The NIH-funded research was conducted by the International Maternal Pediatric Adolescent AIDS Clinical Trial Network (IMPAACT) P1107 study. Begun in 2015, the observational study was designed to describe the outcomes of up to 25 participants living with HIV who underwent a transplant with CCR5Δ32/Δ32 cord blood stem cells for treatment of cancer or other underlying disease.
As a result of the genetic mutation CCR5Δ32/Δ32, missing cells lack CCR5 co-receptors, which is what HIV uses to infect cells. By killing off the cancerous immune cells via chemotherapy and then transplanting stem cells with the CCR5 genetic mutation, scientists theorize that people with HIV then develop an HIV-resistant immune system.
In this latest case, the woman of mixed-race ancestry had been on ART for HIV infection for 4 years at the time of her cancer diagnosis. She achieved leukemia remission after chemotherapy. Prior to the transplant, the participant’s HIV was well-controlled but detectable. At 37 months post-transplant, the patient ceased ART and, 14 months later, no HIV has been detected in the participant.

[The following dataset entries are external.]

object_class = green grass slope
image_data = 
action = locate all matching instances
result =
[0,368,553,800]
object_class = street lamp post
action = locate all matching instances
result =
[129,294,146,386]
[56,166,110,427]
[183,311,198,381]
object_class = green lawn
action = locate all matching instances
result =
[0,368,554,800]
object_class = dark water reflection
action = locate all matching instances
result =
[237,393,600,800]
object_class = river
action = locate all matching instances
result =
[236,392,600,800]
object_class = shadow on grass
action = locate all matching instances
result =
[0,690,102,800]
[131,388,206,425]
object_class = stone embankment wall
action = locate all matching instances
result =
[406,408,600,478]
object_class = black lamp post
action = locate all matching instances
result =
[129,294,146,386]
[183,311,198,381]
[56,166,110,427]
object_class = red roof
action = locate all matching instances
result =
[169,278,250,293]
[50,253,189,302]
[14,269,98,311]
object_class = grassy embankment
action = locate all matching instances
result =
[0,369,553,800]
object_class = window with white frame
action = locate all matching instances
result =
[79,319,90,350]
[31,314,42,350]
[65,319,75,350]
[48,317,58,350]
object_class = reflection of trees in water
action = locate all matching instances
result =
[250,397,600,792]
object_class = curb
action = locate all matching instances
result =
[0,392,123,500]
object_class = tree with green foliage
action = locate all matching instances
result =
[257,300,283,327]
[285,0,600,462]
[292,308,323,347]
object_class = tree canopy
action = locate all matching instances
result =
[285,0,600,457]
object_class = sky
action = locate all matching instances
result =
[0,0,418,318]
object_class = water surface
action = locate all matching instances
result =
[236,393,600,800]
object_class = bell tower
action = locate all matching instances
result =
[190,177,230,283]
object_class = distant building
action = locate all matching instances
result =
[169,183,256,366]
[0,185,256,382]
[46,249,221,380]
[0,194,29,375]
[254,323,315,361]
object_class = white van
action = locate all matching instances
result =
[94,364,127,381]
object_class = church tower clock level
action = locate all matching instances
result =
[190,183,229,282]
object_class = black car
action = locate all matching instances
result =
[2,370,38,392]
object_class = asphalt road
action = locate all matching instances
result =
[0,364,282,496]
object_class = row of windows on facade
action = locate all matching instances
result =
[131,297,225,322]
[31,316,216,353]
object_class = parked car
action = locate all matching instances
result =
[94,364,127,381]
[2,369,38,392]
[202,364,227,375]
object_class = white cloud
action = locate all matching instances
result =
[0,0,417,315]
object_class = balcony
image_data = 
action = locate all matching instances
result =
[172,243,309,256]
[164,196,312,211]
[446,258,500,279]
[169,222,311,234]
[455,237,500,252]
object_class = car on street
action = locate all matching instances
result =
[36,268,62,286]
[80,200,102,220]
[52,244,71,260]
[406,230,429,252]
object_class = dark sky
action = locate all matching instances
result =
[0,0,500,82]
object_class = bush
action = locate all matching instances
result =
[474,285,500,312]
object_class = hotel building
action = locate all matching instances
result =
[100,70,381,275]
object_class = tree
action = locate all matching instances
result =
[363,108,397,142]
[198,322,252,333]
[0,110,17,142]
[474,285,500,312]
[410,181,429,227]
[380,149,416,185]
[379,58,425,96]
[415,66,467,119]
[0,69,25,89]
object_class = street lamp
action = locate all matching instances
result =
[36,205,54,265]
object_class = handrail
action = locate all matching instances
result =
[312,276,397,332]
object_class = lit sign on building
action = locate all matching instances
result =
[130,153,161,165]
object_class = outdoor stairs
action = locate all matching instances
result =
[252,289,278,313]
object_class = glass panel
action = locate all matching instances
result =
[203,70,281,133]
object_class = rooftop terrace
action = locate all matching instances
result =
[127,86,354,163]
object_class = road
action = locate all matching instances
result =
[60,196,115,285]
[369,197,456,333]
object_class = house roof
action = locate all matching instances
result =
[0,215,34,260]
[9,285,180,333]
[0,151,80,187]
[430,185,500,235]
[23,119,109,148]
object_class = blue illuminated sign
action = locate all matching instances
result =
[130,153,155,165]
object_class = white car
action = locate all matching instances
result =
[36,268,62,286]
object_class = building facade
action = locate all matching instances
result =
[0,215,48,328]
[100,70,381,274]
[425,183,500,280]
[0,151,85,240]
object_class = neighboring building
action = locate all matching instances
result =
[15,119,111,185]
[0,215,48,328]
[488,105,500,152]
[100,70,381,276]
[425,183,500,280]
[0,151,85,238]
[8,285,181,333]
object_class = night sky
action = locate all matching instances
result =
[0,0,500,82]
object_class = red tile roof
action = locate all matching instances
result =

HIV remission resulting from a stem cell transplant had been previously observed in two cases. The first, the “Berlin patient” (a Caucasian male), experienced HIV remission for 12 years and was deemed cured of HIV; he died of leukemia in September 2020. The “London patient” (a Latino male) has been in HIV remission for more than 30 months. This third case suggests that CCRΔ5/Δ32 cord stem cell transplantation should be considered for people living with HIV who require such a transplant for other diseases.